Dan dalam Pasal 28E Ayat 1 berbunyi “Setiap orang bebas memeluk agama dan beribadat menurut agamanya, memilih pendidikan dan pengajaran, memilih pekerjaan, memilih kewarganegaraan, memilih tempat tinggal di wilayah Negara dan meninggalkannya, serta berhak kembali”
Semoga dalam permasalahan terebut semua masyarakat tidak mudah menyerap berita-berita hoaks yang dapat menimbulkan perpecahan kerukunan umat beragama, dan bisa turut serta membantu memecahkan permasalahan, jika terjadi hal-hal demikian agar sama-sama paham dan tidak ada pihak yang dirugikan.
Dari penjelasan dan permasalahan tersebut, kita bisa melihat bahwa Sunda Wiwitan itu adalah agama asli Nusantara yang sudah menjadi agama turun-temurun sejak sebelum masuknya agama baru yang sudah ada di Nusantara pada saat ini. Kita sebagai masyarakat Indonesia yang ber-Bhinneka Tunggal Ika selayaknya wajib ikut serta melestarikan dan menjaga kekayaan budaya yang ada di Nusantara ini.
Ideologi Pancasila juga tidak pernah melarang perbedaan agama tertentu yang ada di Negara Indonesia, justru memberi pemahaman kepada kita untuk bersatu dalam perbedaan. Mari kita Bersama-sama membangun Indonesia dari segala sisi. Adat, budaya, dan tradisi yang harus tetap kita jaga dan kita lestarikan agar anak cucu kita bisa ikut melihat, mendengan, merasakan, dan menikmatinya kelak nanti.
Maka dari itu, Indonesia sebagai Negara Kesatuan, masyarakatnya wajib melaksanakan tugas Bhinneka Tunggal Ika tradisi yang telah turun-temurun dari nenek moyang kita, sehingga mampu mencapai tujuan yang telah dicita-citakan Undang-Undang Dasar Negara Republik Indonesia Tahun 1945.
Sunda Wiwitan agama asli Nusantara yang sudah ada jauh sebelum ada agama-agama pada saat ini.

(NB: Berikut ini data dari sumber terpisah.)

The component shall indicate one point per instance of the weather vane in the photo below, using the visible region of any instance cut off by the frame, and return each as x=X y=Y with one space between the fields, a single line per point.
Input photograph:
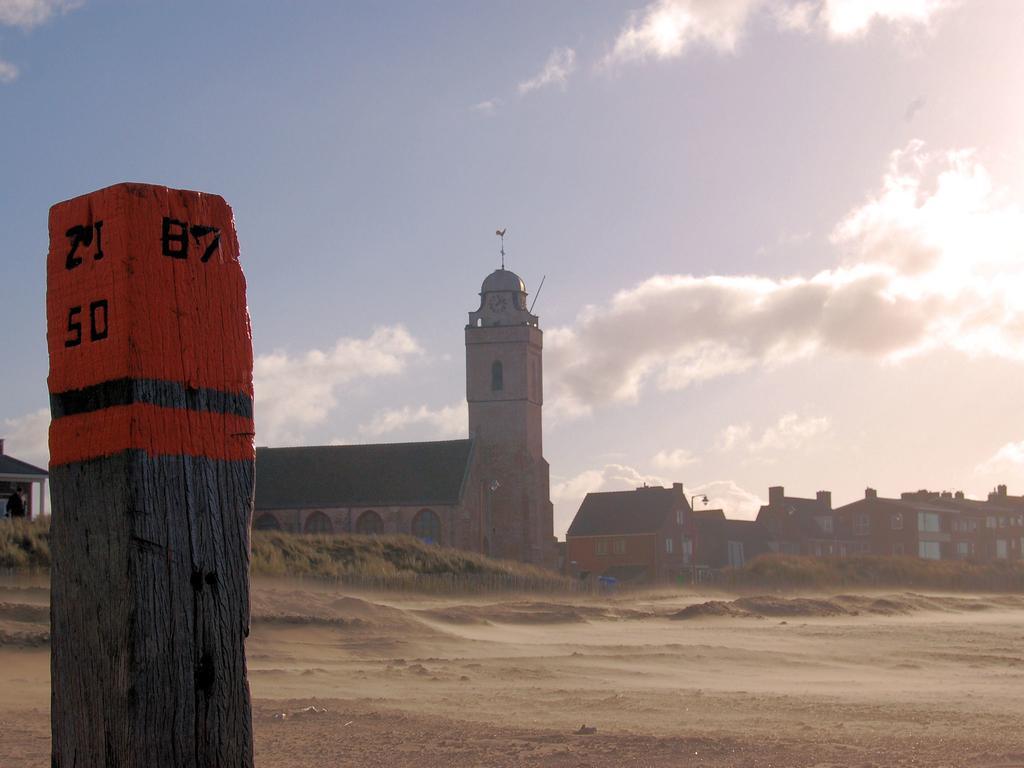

Sunda Wiwitan adalah kita, dan bagian dari kita. Mari kita bersama menjaganya agar tidak ada pihak-pihak atau golongan tertentu yang menghancurkan tradisi, budaya dan adat istiadat asli Nusantara, khususnya agama Sunda Wiwitan yang ada di daerah Jawa Barat dan Banten ini. Hidup bertoleransi untuk keberagaman Indonesia tercinta.
*) Penulis adalah Aktivis PMII Cabang Ciputat.